The castle is still entered via the 15th century gatehouse. This is semi-ruinous above ground level, but a guardroom and prison can be seen within. The gate opens onto a courtyard, containing a well, around which the buildings are arranged.

The ground and first floors of the keep are vaulted, the first floor containing the hall, which unusually had no great fireplace. This would originally have been entered via a moveable timber stair, prior to the construction of the present stone stair. Above the hall are two further floors, each with a fireplace and connected by a turnpike stair. The keep is topped by a pitched roof with crow stepped gables. Outside, the parapet walk and cannon spouts are of 17th-century origin, and contemporary with the enlarged windows. Some of the smaller trefoil-headed original windows survive.

In the basement of the north range is the vaulted chapel, although the remainder of the range, and the east buildings, are roofless. Walls and chimney stacks remain. The remains of earlier buildings within the courtyard were uncovered during excavations in 1978. It appears that these were demolished in the early 17th century to allow rebuilding.

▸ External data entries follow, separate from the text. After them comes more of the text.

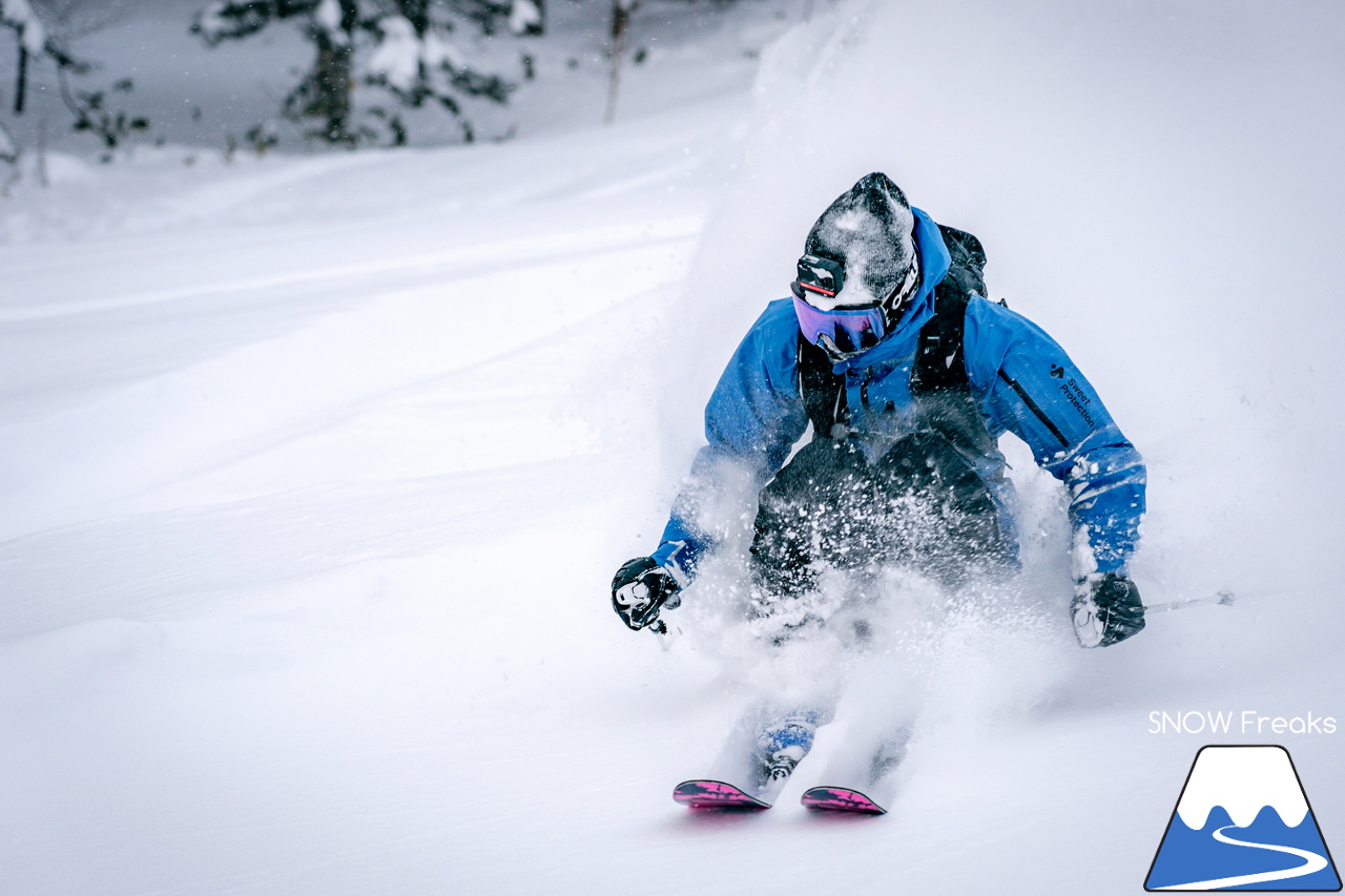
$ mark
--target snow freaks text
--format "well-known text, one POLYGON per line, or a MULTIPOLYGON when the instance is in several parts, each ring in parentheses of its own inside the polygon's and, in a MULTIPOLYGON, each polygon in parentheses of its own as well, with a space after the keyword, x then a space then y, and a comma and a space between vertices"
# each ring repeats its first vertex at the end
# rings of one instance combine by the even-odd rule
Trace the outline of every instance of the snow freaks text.
POLYGON ((1178 710, 1149 713, 1150 735, 1334 735, 1336 717, 1307 712, 1302 716, 1263 716, 1241 712, 1178 710))

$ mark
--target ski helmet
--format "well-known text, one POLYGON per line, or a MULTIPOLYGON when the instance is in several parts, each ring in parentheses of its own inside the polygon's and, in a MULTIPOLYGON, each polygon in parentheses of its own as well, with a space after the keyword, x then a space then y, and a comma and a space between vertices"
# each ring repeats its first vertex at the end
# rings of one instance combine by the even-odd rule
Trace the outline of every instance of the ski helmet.
POLYGON ((920 284, 915 214, 874 172, 833 202, 804 242, 794 283, 803 335, 843 361, 876 346, 920 284))

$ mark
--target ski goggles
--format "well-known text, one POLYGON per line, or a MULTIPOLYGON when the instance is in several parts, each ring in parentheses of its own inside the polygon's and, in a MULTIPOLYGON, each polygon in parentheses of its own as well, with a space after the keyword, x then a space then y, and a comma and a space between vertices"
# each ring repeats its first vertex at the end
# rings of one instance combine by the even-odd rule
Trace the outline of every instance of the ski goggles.
POLYGON ((888 309, 901 307, 920 283, 920 266, 912 264, 905 278, 882 301, 837 305, 845 285, 845 265, 806 254, 799 258, 798 278, 791 284, 799 331, 833 357, 850 357, 878 344, 888 335, 888 309))
POLYGON ((888 315, 881 305, 822 311, 808 304, 806 295, 795 283, 794 313, 799 318, 799 331, 815 346, 839 354, 857 354, 877 346, 888 335, 888 315))

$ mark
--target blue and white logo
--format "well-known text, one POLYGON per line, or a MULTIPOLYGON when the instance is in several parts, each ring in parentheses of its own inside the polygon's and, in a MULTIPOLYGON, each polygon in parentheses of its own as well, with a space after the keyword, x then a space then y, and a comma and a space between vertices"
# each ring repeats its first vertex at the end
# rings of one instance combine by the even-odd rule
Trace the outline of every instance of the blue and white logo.
POLYGON ((1202 747, 1145 889, 1341 889, 1289 751, 1202 747))

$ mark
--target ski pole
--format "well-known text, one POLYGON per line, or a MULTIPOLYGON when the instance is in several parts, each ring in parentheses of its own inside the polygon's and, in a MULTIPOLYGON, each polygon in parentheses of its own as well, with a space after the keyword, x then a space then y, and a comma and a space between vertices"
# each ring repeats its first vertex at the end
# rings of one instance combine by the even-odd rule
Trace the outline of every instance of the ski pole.
POLYGON ((1193 597, 1190 600, 1173 600, 1166 604, 1150 604, 1145 607, 1146 613, 1161 613, 1169 609, 1186 609, 1188 607, 1200 607, 1202 604, 1213 604, 1216 607, 1232 607, 1236 596, 1231 591, 1220 591, 1209 597, 1193 597))

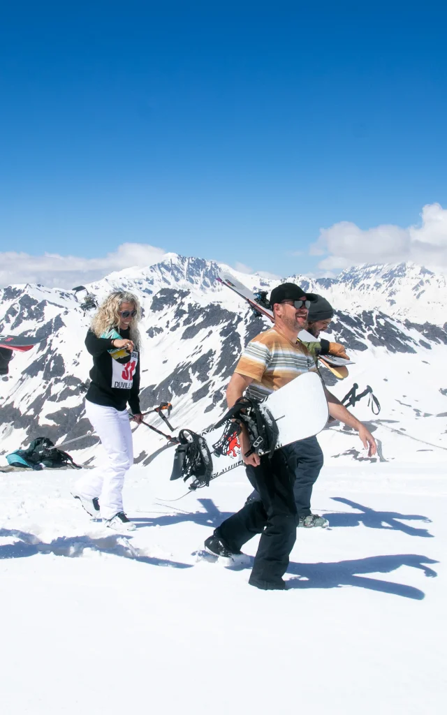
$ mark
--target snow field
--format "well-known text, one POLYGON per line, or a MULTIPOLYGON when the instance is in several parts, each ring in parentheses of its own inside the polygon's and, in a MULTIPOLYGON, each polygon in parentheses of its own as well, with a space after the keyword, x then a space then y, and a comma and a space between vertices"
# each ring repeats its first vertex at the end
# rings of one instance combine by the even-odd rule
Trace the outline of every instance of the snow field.
MULTIPOLYGON (((250 492, 243 470, 188 493, 134 466, 138 528, 91 521, 72 470, 0 475, 3 711, 421 715, 445 697, 445 473, 324 468, 285 592, 195 554, 250 492)), ((246 545, 254 556, 257 539, 246 545)))

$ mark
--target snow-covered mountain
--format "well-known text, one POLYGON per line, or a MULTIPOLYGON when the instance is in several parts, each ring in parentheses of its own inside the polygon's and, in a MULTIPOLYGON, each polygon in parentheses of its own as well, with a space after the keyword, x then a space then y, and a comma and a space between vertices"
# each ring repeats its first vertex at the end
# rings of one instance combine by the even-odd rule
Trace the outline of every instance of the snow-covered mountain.
MULTIPOLYGON (((173 254, 156 265, 114 272, 89 286, 99 300, 118 287, 138 295, 144 310, 142 406, 147 410, 170 400, 176 428, 203 428, 221 414, 242 346, 268 327, 217 282, 219 268, 213 262, 173 254)), ((270 290, 279 282, 234 272, 250 288, 270 290)), ((354 381, 360 390, 373 387, 382 412, 371 426, 384 444, 383 458, 398 458, 408 450, 416 460, 444 456, 445 280, 412 265, 363 266, 337 279, 290 278, 324 294, 339 309, 327 337, 344 343, 355 365, 343 382, 327 371, 325 380, 340 398, 354 381), (406 430, 411 439, 403 436, 406 430), (422 450, 426 453, 418 454, 422 450)), ((83 314, 72 292, 41 285, 8 287, 0 300, 0 333, 41 338, 36 348, 15 356, 10 375, 0 382, 0 452, 8 453, 41 435, 54 441, 85 435, 90 425, 83 398, 91 358, 84 338, 91 315, 83 314)), ((355 413, 373 417, 363 403, 355 413)), ((332 428, 322 440, 334 459, 361 458, 350 430, 332 428)), ((67 448, 76 460, 89 463, 97 443, 84 437, 67 448)), ((137 462, 148 463, 163 443, 139 427, 137 462)))

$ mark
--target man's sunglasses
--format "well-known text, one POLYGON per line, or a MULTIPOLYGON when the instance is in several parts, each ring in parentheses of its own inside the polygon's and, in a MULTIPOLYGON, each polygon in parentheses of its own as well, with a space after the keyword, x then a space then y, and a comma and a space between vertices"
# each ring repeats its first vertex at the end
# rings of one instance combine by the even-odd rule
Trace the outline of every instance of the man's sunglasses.
POLYGON ((118 312, 122 317, 134 317, 137 315, 137 310, 119 310, 118 312))
POLYGON ((306 308, 308 310, 310 307, 310 300, 283 300, 283 302, 288 303, 288 305, 290 305, 290 302, 293 302, 297 310, 298 308, 306 308))

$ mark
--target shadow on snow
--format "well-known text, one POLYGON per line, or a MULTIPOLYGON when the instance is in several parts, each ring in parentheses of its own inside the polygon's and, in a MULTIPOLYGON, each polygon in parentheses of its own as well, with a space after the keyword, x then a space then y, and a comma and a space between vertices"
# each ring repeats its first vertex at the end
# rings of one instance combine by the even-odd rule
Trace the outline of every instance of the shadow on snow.
MULTIPOLYGON (((217 526, 222 521, 231 516, 232 513, 222 513, 216 507, 212 499, 198 500, 205 511, 195 513, 182 511, 175 514, 167 514, 161 517, 134 519, 143 526, 169 526, 182 522, 192 522, 202 526, 217 526)), ((353 508, 362 510, 361 514, 328 514, 331 526, 355 526, 360 523, 372 528, 383 528, 382 522, 389 524, 388 528, 403 531, 411 536, 431 536, 425 529, 406 527, 396 519, 426 519, 426 517, 416 515, 403 515, 395 512, 378 512, 363 507, 348 499, 334 498, 334 500, 342 502, 353 508), (409 531, 407 531, 409 529, 409 531), (421 533, 420 533, 421 532, 421 533)), ((82 556, 86 550, 89 549, 118 556, 132 558, 142 563, 158 566, 173 566, 177 568, 188 568, 192 564, 171 561, 169 559, 158 558, 147 556, 144 551, 132 546, 128 538, 120 534, 110 534, 104 537, 87 536, 59 537, 49 543, 41 541, 33 534, 16 529, 0 529, 0 536, 13 537, 18 541, 13 544, 0 546, 0 558, 23 558, 37 553, 54 553, 59 556, 76 558, 82 556)), ((252 563, 252 558, 251 559, 252 563)), ((409 566, 422 570, 427 577, 436 576, 437 573, 427 564, 437 563, 438 561, 418 554, 388 554, 380 556, 369 556, 365 558, 352 559, 344 561, 334 561, 318 563, 296 563, 291 562, 288 573, 297 578, 288 581, 290 588, 339 588, 345 586, 356 586, 368 588, 384 593, 390 593, 406 598, 421 601, 423 591, 413 586, 403 583, 382 581, 378 578, 365 577, 367 573, 390 573, 401 566, 409 566)))
POLYGON ((363 506, 355 501, 350 499, 345 499, 343 497, 334 496, 331 498, 333 501, 338 501, 341 504, 350 506, 353 509, 358 509, 360 513, 353 513, 352 512, 339 512, 338 513, 325 514, 325 518, 329 521, 331 527, 337 526, 359 526, 363 524, 371 529, 387 529, 391 528, 396 531, 403 531, 409 536, 423 536, 433 538, 428 529, 418 528, 415 526, 410 526, 408 524, 402 523, 402 521, 423 521, 426 523, 431 523, 431 521, 426 516, 421 514, 400 514, 397 511, 375 511, 368 506, 363 506), (387 525, 387 526, 384 526, 387 525))
POLYGON ((53 539, 49 543, 41 541, 34 534, 16 529, 0 529, 0 536, 13 537, 18 540, 15 543, 0 546, 0 558, 21 558, 34 556, 36 553, 54 553, 57 556, 76 558, 78 556, 83 556, 87 550, 90 550, 103 553, 112 553, 116 556, 124 556, 154 566, 189 568, 192 566, 190 563, 182 563, 178 561, 170 561, 167 558, 148 556, 141 549, 132 546, 127 538, 122 534, 110 534, 104 537, 59 536, 53 539))
POLYGON ((410 566, 421 569, 426 576, 438 576, 436 571, 426 566, 428 563, 438 563, 438 561, 416 553, 398 553, 328 563, 291 563, 288 573, 295 574, 299 578, 290 578, 288 581, 288 588, 339 588, 343 586, 357 586, 401 596, 405 598, 422 601, 425 594, 419 588, 404 583, 365 578, 363 574, 390 573, 401 566, 410 566))

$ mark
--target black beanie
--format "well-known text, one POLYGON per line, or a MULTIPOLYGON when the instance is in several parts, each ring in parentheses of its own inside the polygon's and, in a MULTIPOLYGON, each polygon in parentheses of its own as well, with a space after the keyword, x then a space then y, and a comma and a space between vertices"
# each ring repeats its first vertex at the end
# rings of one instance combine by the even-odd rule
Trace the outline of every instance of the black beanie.
POLYGON ((316 322, 317 320, 328 320, 334 317, 334 309, 323 295, 317 295, 317 300, 310 303, 308 320, 309 322, 316 322))

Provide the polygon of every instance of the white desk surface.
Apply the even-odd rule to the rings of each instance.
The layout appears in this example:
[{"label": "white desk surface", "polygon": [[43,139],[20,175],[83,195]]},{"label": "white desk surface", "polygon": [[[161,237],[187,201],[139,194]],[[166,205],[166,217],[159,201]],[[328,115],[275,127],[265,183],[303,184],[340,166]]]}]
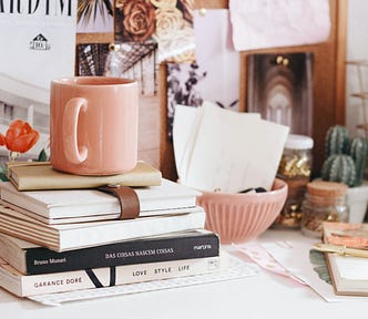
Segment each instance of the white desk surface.
[{"label": "white desk surface", "polygon": [[[258,241],[306,238],[298,230],[267,230]],[[228,248],[228,247],[225,247]],[[239,255],[237,255],[239,256]],[[367,301],[327,302],[308,287],[262,271],[238,280],[42,306],[0,288],[1,319],[75,318],[368,318]]]}]

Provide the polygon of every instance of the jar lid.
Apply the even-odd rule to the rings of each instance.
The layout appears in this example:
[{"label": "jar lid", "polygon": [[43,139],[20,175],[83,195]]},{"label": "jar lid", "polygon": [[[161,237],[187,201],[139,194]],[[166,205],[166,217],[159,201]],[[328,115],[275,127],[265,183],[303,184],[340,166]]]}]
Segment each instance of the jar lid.
[{"label": "jar lid", "polygon": [[314,141],[306,135],[289,134],[287,136],[285,148],[289,150],[310,150],[313,148]]},{"label": "jar lid", "polygon": [[307,193],[314,196],[341,197],[347,189],[347,185],[336,182],[314,181],[307,184]]}]

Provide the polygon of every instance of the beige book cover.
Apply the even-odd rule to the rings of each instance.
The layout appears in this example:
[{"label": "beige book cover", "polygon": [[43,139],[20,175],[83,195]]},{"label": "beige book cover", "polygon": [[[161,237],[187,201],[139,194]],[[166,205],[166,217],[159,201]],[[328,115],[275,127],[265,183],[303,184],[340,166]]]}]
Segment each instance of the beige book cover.
[{"label": "beige book cover", "polygon": [[161,185],[161,172],[139,162],[129,173],[110,176],[83,176],[59,172],[50,162],[8,163],[9,179],[18,191],[95,188],[108,184],[131,187]]}]

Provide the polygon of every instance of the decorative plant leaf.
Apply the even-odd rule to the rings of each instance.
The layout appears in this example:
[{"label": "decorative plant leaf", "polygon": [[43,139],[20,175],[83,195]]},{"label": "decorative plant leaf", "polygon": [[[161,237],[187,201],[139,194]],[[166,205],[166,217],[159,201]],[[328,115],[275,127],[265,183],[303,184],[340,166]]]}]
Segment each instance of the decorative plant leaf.
[{"label": "decorative plant leaf", "polygon": [[93,20],[95,20],[98,12],[102,19],[104,19],[104,11],[108,12],[109,16],[113,16],[113,8],[110,0],[83,0],[78,1],[78,12],[76,12],[76,21],[83,21],[84,24],[88,24],[93,16]]},{"label": "decorative plant leaf", "polygon": [[315,270],[318,274],[318,277],[326,281],[327,284],[331,285],[331,277],[328,272],[328,267],[326,264],[325,255],[321,251],[318,251],[316,249],[309,250],[309,261],[310,264],[315,265],[313,270]]}]

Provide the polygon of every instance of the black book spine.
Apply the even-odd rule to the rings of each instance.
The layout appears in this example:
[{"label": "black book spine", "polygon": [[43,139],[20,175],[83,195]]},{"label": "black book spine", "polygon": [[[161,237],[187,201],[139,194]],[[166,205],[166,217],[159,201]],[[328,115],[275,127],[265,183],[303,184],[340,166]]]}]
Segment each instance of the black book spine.
[{"label": "black book spine", "polygon": [[219,255],[215,234],[122,241],[57,253],[48,248],[29,248],[27,275],[62,272],[89,268],[157,263]]}]

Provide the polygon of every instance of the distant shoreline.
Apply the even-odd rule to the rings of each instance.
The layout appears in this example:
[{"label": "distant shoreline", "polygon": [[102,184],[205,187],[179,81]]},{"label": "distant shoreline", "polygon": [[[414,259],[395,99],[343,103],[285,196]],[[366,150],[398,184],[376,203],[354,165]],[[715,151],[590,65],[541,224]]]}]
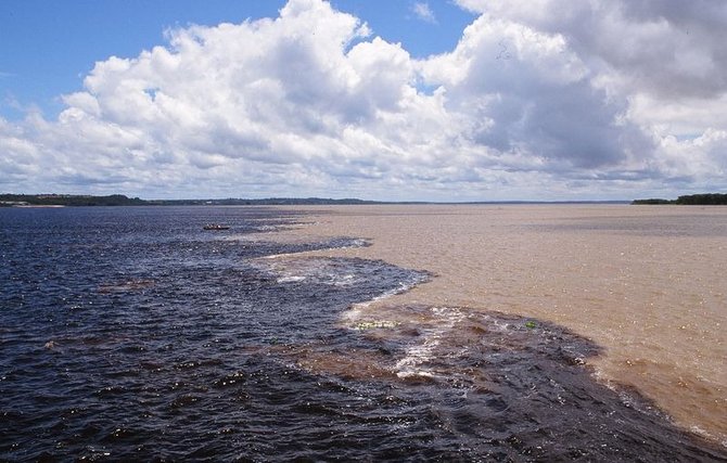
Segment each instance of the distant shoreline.
[{"label": "distant shoreline", "polygon": [[331,205],[516,205],[516,204],[629,204],[628,201],[368,201],[326,197],[268,197],[222,200],[141,200],[123,194],[107,196],[72,194],[0,194],[0,207],[88,207],[88,206],[331,206]]},{"label": "distant shoreline", "polygon": [[676,200],[648,198],[634,201],[368,201],[327,197],[268,197],[217,200],[141,200],[123,194],[106,196],[76,194],[0,194],[0,207],[87,207],[87,206],[354,206],[354,205],[566,205],[566,204],[633,204],[633,205],[727,205],[727,194],[704,193],[683,195]]},{"label": "distant shoreline", "polygon": [[678,205],[678,206],[725,206],[727,205],[727,194],[703,193],[679,196],[676,200],[634,200],[635,205]]}]

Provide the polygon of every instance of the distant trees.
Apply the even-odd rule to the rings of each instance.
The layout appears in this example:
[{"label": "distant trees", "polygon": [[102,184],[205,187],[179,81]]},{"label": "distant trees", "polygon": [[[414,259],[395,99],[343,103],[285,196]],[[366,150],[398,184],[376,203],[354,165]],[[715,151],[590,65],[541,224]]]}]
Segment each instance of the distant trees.
[{"label": "distant trees", "polygon": [[91,196],[76,194],[0,194],[0,203],[30,206],[141,206],[148,204],[138,197],[123,194]]},{"label": "distant trees", "polygon": [[688,204],[688,205],[727,205],[727,194],[720,193],[706,193],[706,194],[692,194],[688,196],[679,196],[676,200],[676,204]]},{"label": "distant trees", "polygon": [[688,206],[724,206],[727,205],[727,194],[722,193],[704,193],[704,194],[688,194],[677,197],[676,200],[634,200],[632,204],[677,204]]}]

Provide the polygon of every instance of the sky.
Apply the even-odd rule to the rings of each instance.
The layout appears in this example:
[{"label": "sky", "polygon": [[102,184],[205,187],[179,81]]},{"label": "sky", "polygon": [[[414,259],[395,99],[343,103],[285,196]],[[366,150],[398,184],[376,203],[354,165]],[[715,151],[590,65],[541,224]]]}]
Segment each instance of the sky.
[{"label": "sky", "polygon": [[727,190],[723,0],[3,0],[0,192]]}]

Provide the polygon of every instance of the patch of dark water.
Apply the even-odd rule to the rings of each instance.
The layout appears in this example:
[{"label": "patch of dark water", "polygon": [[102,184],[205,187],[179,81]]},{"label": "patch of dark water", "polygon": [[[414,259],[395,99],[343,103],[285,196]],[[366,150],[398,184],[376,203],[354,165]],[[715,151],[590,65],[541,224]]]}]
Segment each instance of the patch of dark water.
[{"label": "patch of dark water", "polygon": [[[428,403],[434,455],[493,461],[725,461],[727,451],[676,428],[637,390],[598,383],[598,346],[540,320],[494,311],[390,307],[357,321],[367,355],[291,352],[301,366],[377,381]],[[433,454],[418,453],[429,459]]]},{"label": "patch of dark water", "polygon": [[595,383],[597,347],[559,326],[426,307],[342,326],[428,275],[260,259],[361,243],[202,231],[290,224],[218,209],[0,210],[0,460],[724,458]]}]

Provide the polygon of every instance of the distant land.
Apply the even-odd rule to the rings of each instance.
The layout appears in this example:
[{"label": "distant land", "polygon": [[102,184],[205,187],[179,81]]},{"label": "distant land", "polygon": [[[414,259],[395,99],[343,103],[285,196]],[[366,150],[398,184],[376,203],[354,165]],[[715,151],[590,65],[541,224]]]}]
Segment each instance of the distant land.
[{"label": "distant land", "polygon": [[704,194],[689,194],[679,196],[676,200],[634,200],[632,204],[678,204],[688,206],[724,206],[727,205],[727,194],[720,193],[704,193]]},{"label": "distant land", "polygon": [[314,206],[357,204],[628,204],[627,201],[367,201],[326,197],[268,197],[263,200],[141,200],[123,194],[107,196],[79,194],[0,194],[0,207],[59,207],[59,206]]}]

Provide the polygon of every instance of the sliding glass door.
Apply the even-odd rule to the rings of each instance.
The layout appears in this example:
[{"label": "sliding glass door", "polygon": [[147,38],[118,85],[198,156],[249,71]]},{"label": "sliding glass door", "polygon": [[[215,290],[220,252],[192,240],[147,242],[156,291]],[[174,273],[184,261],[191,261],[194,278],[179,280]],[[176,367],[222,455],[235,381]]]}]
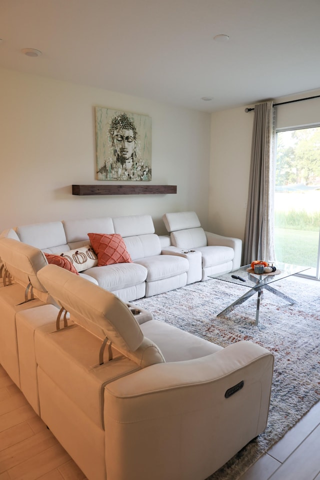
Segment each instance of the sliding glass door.
[{"label": "sliding glass door", "polygon": [[276,133],[274,248],[278,262],[320,278],[320,125]]}]

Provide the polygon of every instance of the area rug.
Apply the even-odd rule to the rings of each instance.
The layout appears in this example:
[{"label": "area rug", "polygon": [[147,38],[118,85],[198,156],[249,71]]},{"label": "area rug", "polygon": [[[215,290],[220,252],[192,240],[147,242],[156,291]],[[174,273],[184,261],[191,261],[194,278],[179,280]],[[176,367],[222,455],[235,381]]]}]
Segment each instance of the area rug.
[{"label": "area rug", "polygon": [[266,430],[208,480],[236,480],[320,399],[320,282],[286,278],[273,286],[296,303],[264,290],[257,326],[256,294],[216,316],[248,290],[216,280],[134,302],[155,318],[222,346],[248,340],[274,355]]}]

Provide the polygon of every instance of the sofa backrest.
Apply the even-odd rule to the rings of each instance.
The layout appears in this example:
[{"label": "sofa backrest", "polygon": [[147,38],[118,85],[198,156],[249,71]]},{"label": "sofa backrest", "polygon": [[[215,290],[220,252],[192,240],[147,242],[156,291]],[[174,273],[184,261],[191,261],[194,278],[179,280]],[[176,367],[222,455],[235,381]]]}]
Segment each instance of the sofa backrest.
[{"label": "sofa backrest", "polygon": [[75,322],[114,346],[142,368],[164,362],[156,345],[144,336],[128,306],[98,285],[56,265],[38,272],[40,281]]},{"label": "sofa backrest", "polygon": [[34,288],[46,294],[37,275],[40,270],[48,265],[46,258],[41,250],[18,240],[2,238],[0,238],[0,257],[5,268],[18,283],[26,288],[30,282]]},{"label": "sofa backrest", "polygon": [[114,232],[123,238],[132,260],[160,255],[161,243],[150,215],[118,216],[112,221]]},{"label": "sofa backrest", "polygon": [[47,253],[58,253],[68,249],[62,222],[23,225],[16,228],[21,242]]},{"label": "sofa backrest", "polygon": [[200,220],[195,212],[177,212],[164,214],[162,218],[168,232],[201,226]]},{"label": "sofa backrest", "polygon": [[112,218],[104,217],[64,220],[62,222],[66,242],[71,250],[90,244],[88,233],[114,234]]},{"label": "sofa backrest", "polygon": [[195,212],[164,214],[162,220],[174,246],[188,249],[206,246],[206,236]]},{"label": "sofa backrest", "polygon": [[170,238],[172,245],[179,248],[197,248],[207,245],[206,233],[200,226],[198,228],[172,232]]},{"label": "sofa backrest", "polygon": [[2,236],[10,237],[58,255],[90,244],[88,233],[119,234],[132,260],[161,254],[162,246],[150,215],[81,218],[34,224],[8,229]]}]

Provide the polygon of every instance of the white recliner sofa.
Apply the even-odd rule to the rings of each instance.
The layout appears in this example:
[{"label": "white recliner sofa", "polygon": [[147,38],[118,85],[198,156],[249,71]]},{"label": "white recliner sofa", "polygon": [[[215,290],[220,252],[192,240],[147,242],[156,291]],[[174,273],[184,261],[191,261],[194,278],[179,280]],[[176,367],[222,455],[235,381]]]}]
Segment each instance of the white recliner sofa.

Beyond the castle walls, the extensive boundary walls of the deer park survive, although damaged in parts. Large mature trees remain from the 17th century landscaping.

==Ghostlore==
Several hauntings have been reported within the castle. One spectre, nicknamed 'Green Jeanie', is said to be the ghost of one of the Lundie occupants. A 17th-century soldier, a dog, and a hooded man have also been claimed to be seen. A skeleton was found in the floor of the great hall, during works in 1912.